The entry-level trial courts in Montana are the district courts. They are courts of general jurisdiction, which means they have the authority to hear a wide range of civil and criminal matters. Family law cases, including divorces, start in the district court. There are 56 district courts in Montana, and they are broken up into 22 judicial districts. Remember: when you're starting your case, it's crucial to file your papers in the correct district court.
The first thing that the petitioner (or co-petitioners) needs to do is locate the correct forms and complete them. The Montana Judicial Branch offers packets of forms for simple divorce cases where there are no disputes and also offers packets for joint dissolutions. See the Montana Judicial Branch Divorce Page: Forms, Statutes, and Suggested Resources. The packets are divided into sets designed for people with children and sets for people without children.
Although this article can only hit the highlights, each packet contains detailed instructions that you must follow exactly. Take your time and work carefully. Type everything on a computer or print neatly. If you rush through the papers and make mistakes, your divorce could be delayed.
Feel free to talk to the court clerks who work in the courthouse, but keep in mind that they can’t give you any legal advice. If you have specific questions, you’ll either need to research the answers or consult with a family lawyer.
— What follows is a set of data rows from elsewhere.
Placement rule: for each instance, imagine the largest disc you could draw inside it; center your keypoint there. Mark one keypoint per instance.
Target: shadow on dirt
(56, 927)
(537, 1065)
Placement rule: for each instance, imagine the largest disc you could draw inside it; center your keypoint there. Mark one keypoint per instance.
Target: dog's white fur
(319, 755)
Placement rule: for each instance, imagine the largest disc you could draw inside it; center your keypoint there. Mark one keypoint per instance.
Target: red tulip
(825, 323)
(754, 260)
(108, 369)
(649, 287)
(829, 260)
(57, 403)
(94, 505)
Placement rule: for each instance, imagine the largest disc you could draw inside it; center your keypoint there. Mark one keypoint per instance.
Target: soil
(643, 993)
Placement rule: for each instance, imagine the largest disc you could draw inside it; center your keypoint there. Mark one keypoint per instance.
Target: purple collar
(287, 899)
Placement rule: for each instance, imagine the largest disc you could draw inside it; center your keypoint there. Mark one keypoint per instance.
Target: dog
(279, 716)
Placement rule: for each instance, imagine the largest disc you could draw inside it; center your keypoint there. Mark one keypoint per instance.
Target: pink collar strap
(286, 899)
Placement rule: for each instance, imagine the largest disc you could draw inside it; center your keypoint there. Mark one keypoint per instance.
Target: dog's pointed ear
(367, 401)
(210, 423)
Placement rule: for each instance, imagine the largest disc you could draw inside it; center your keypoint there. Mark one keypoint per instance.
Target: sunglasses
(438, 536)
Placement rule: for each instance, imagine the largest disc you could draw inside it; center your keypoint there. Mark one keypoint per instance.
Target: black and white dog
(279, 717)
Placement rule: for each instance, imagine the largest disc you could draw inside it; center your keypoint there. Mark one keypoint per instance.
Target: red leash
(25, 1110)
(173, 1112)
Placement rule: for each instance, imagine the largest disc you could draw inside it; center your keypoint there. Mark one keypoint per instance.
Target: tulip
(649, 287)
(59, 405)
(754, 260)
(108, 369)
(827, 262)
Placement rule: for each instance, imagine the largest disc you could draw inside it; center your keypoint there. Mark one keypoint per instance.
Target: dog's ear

SeeMontana Law Help (legal aid and free divorce information).
The documents that need to be completed depend on whether you're pursuing divorce by default or a joint dissolution. In either case, the most important document you'll complete is the verified petition for dissolution. A completed petition provides a lot of information about the spouses and their marriage and includes a plea for the court to order certain things, like alimony or child support.
The parties also have to exchange financial disclosures, which reveal their assets, debts, income and expenses. These disclosures have to be made regardless of whether you're pursuing a joint dissolution or a divorce by default.
When the papers have been filled out, the petitioner (in a default divorce) or the co-petitioners (in a joint dissolution) should take them to the courthouse for filing. The clerk of court will charge a filing fee, but if you can't afford to pay, don't worry. You can ask for a fee waiver form, which you will fill out and use to provide the court with financial information. If you meet the income guidelines, a judge will sign an order eliminating all fees for the duration of the case.
The next step is to arrange service in default divorce cases. "Service" is the official means by which you make sure that the other spouse gets a copy of your documents. If you and your spouse have already been talking and reached an agreement, it may seem silly to have to serve the documents, but you must do it.
If you think your spouse will cooperate, ask your spouse to sign an acknowledgement of service. If not, have them served by having a sheriff personally hand over the summons and petition. The sheriff will then give the petitioner written proof of the service, which has to be filed along with the original summons.
There is no service requirement in a joint dissolution.
After 21 days have passed, if there's been no response from the respondent, then the petitioner in a default divorce can ask for a final hearing. By contrast, the co-petitioners in a joint dissolution can get a final hearing date as soon as they file their joint petition with the court clerk—there's no need to wait.
At the final hearing, the petitioner or co-petitioners will give testimony by responding to some very brief questioning from the judge. The respondent can appear, but doesn't have to be there. The judge will sign the final divorce order if it is fair and reasonable and all the rules have been followed. The petitioner is responsible for making sure that the respondent knows what happened and gets a copy of the final order.